Her husband Dr. Mohammad Amin Andrabi was an authority on Iqbaliyat who died of cardiac arrest in 2001. Their son, Mujtaba and daughter, Tabish couldn’t make it to her funeral, as both of them live overseas. The demise, however, as PDP described it, is a huge loss to her family, friends and society.

Much of this overwhelming homage has to do with the fallen academic’s strong beliefs and personality she exhibited throughout her lifetime.

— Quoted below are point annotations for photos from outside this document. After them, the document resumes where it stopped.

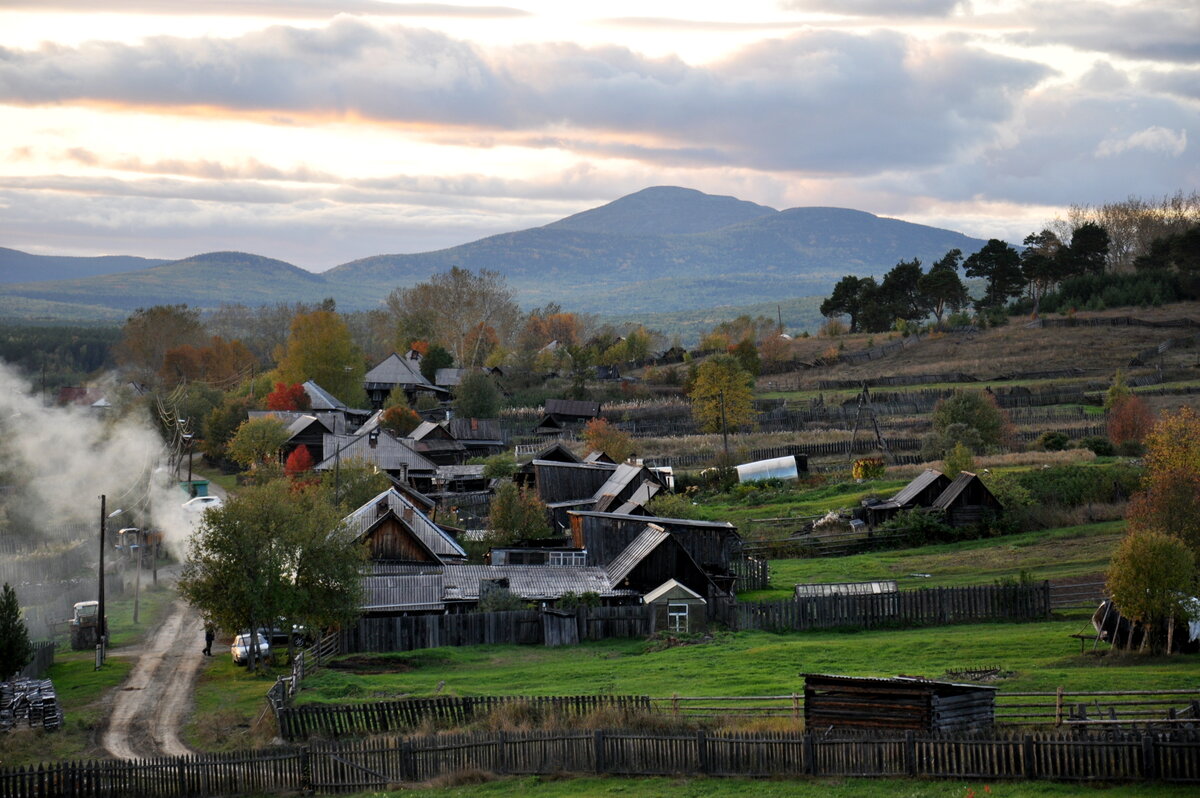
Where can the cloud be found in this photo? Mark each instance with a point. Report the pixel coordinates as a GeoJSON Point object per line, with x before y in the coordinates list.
{"type": "Point", "coordinates": [1151, 139]}
{"type": "Point", "coordinates": [817, 100]}
{"type": "Point", "coordinates": [877, 7]}
{"type": "Point", "coordinates": [1153, 30]}
{"type": "Point", "coordinates": [274, 9]}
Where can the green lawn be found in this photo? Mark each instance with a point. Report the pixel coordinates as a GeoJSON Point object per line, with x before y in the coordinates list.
{"type": "Point", "coordinates": [1050, 555]}
{"type": "Point", "coordinates": [1039, 655]}
{"type": "Point", "coordinates": [695, 787]}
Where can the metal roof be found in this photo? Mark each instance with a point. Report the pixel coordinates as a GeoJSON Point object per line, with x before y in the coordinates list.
{"type": "Point", "coordinates": [635, 552]}
{"type": "Point", "coordinates": [532, 582]}
{"type": "Point", "coordinates": [389, 454]}
{"type": "Point", "coordinates": [909, 492]}
{"type": "Point", "coordinates": [436, 539]}
{"type": "Point", "coordinates": [395, 370]}
{"type": "Point", "coordinates": [322, 400]}
{"type": "Point", "coordinates": [402, 593]}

Lately, when the reports surfaced about the name-changing of the campus she headed as principal, she reacted sharply: “My long association with the college has been for decades. I am a Kashmiri, love Kashmir and Kashmiris and my college. Recently I have heard a nasty news about renaming the college after the name of a person who had nothing to do with the institution ever. I am shocked and very unhappy.”

Keeping her academic brilliance and crisis-managerial skills in view, former J&K Governor N. N. Vohra appointed Prof. Nusrat Andrabi as Honorary Secretary, Regional Red Cross Committee.

But it’s her literacy legacy and women education cause and contribution which is making masses mourn her demise.

“We’ve lost a great friend, a well-read and a highly-emancipated lady to whom we will never find a substitute,” said Dr. Abdul Wahid, a noted medic of Kashmir.

“Our society will never be same without her.”